Ethical considerations
The study has received ethical approval from the Swedish Ethical Review Authority (Dnr 2015/113).
Consent to participate
Written consent forms were collected from participants and children’s guardians. Children and teachers were informed about the research process and their right to exit participation. During the fieldwork, the recording was stopped whenever the children or teachers displayed unwillingness to be recorded.
Consent for publication
Consent for publication was obtained within the consent for participation. The data are anonymized. All names are pseudonyms.

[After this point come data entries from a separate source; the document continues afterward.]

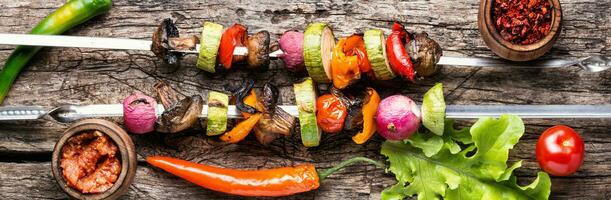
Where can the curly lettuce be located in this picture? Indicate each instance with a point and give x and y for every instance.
(462, 164)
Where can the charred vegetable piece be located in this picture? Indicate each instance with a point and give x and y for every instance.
(251, 100)
(345, 69)
(275, 121)
(217, 113)
(271, 125)
(161, 38)
(240, 131)
(305, 97)
(270, 96)
(425, 53)
(139, 113)
(69, 15)
(178, 115)
(397, 55)
(210, 43)
(241, 94)
(167, 95)
(353, 100)
(330, 113)
(369, 111)
(291, 44)
(234, 36)
(258, 50)
(376, 53)
(318, 43)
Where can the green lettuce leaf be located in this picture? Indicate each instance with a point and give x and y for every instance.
(462, 164)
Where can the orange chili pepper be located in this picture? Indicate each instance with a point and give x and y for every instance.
(240, 131)
(275, 182)
(330, 113)
(250, 100)
(268, 182)
(345, 69)
(369, 111)
(355, 46)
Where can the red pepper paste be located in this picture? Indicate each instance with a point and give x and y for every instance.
(90, 162)
(522, 21)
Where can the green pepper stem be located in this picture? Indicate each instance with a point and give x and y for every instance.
(323, 174)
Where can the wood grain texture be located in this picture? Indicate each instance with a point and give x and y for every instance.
(86, 76)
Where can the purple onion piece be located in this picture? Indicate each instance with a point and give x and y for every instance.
(139, 113)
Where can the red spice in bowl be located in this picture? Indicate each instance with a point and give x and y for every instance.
(522, 21)
(90, 163)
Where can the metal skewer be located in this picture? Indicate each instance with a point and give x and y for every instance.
(70, 113)
(592, 63)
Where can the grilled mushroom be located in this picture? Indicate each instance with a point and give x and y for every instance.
(178, 115)
(258, 50)
(425, 54)
(161, 38)
(275, 121)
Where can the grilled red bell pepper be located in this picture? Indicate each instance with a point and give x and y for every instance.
(355, 46)
(234, 36)
(397, 55)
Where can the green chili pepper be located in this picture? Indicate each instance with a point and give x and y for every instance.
(71, 14)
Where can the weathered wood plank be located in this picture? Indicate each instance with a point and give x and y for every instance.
(85, 76)
(35, 181)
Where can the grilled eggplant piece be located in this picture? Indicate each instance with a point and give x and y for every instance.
(354, 100)
(258, 50)
(161, 46)
(425, 54)
(178, 115)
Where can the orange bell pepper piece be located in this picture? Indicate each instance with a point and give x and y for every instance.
(240, 131)
(369, 111)
(345, 69)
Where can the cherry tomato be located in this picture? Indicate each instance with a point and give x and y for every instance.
(330, 113)
(560, 150)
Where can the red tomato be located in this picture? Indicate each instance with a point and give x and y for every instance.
(330, 113)
(560, 150)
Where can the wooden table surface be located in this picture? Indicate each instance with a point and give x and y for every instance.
(86, 76)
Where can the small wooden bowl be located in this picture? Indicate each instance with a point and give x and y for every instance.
(126, 149)
(517, 52)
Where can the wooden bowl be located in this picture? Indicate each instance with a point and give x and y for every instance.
(517, 52)
(126, 149)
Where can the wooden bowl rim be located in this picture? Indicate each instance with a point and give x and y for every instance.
(550, 37)
(126, 149)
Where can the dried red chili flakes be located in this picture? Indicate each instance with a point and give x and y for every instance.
(522, 21)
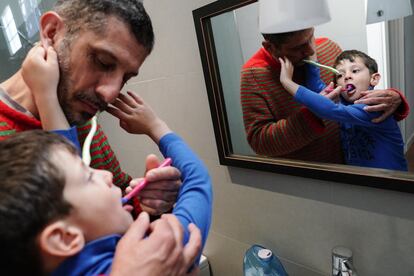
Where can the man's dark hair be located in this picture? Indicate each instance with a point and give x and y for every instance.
(31, 197)
(92, 14)
(280, 38)
(351, 55)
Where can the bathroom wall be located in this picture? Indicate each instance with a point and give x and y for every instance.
(300, 219)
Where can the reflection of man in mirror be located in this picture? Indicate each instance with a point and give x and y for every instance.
(364, 143)
(275, 124)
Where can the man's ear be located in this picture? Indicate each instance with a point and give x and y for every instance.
(375, 78)
(59, 239)
(267, 45)
(51, 26)
(271, 48)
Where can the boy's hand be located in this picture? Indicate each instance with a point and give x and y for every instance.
(136, 117)
(40, 71)
(386, 101)
(160, 194)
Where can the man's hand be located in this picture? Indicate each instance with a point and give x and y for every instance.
(160, 253)
(161, 192)
(386, 101)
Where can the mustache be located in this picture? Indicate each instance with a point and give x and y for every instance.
(100, 104)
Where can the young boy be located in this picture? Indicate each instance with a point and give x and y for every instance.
(59, 216)
(64, 218)
(367, 144)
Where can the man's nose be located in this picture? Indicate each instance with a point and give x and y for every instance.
(109, 88)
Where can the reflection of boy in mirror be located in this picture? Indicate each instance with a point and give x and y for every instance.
(276, 125)
(367, 144)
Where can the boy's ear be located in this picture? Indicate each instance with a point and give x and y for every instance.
(51, 25)
(375, 78)
(60, 239)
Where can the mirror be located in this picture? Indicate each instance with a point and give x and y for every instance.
(19, 29)
(228, 35)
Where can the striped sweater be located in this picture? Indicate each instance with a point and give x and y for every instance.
(12, 121)
(278, 126)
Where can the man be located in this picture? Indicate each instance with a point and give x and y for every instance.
(275, 124)
(100, 45)
(97, 55)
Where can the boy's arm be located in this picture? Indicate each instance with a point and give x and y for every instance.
(194, 203)
(389, 101)
(40, 71)
(325, 108)
(313, 79)
(195, 196)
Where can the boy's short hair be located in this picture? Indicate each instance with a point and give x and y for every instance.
(351, 55)
(31, 197)
(92, 14)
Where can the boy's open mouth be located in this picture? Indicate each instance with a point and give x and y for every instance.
(350, 89)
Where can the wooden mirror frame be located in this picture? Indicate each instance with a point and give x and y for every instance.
(378, 178)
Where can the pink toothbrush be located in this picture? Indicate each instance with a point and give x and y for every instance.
(143, 183)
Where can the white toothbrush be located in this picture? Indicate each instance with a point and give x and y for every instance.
(329, 68)
(86, 149)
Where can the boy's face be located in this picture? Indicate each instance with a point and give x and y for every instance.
(96, 201)
(355, 73)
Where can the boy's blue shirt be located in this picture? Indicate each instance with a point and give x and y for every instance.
(367, 144)
(194, 205)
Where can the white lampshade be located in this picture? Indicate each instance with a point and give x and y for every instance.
(280, 16)
(383, 10)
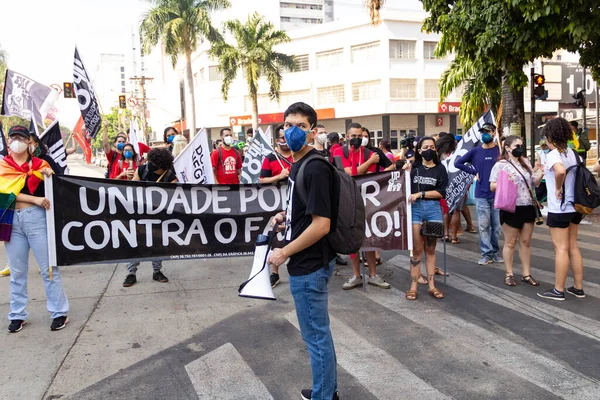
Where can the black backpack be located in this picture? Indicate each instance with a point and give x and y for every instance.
(587, 191)
(348, 224)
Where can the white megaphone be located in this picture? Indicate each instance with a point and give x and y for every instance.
(258, 285)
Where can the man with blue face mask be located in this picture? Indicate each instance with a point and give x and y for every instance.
(312, 259)
(479, 161)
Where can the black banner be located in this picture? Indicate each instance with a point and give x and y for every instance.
(97, 220)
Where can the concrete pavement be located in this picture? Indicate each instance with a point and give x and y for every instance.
(195, 338)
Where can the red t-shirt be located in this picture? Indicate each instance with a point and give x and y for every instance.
(356, 158)
(272, 165)
(227, 170)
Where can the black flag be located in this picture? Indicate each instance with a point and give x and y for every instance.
(52, 138)
(86, 97)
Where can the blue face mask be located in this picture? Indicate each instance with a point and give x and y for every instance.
(295, 138)
(486, 137)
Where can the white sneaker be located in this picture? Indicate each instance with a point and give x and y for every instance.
(378, 281)
(352, 282)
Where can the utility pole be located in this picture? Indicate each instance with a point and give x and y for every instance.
(142, 102)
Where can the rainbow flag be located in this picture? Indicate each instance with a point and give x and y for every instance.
(12, 180)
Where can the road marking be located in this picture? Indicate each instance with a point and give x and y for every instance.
(525, 305)
(223, 374)
(476, 342)
(380, 373)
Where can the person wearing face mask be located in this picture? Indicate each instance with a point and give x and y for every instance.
(518, 225)
(359, 160)
(311, 258)
(159, 168)
(23, 228)
(226, 161)
(479, 161)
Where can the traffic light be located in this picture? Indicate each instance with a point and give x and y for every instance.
(68, 90)
(538, 91)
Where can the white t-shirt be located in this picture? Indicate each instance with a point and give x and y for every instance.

Line drawings are used to preserve the participants’ confidentiality.
Funding
The author disclosed receipt of the following financial support for the research, authorship, and/or publication of this article: The study is part of a larger project on “Talking and texting in the move: exploring children’s media literacy practices in peer groups,” that received funding from Marcus and Amalia Wallenberg Foundation (MAW, 2014:0057).
Declaration of conflicting interests
The author declared no potential conflicts of interest with respect to the research, authorship, and/or publication of this article.
Data availability statement
All data are confidential and cannot be shared.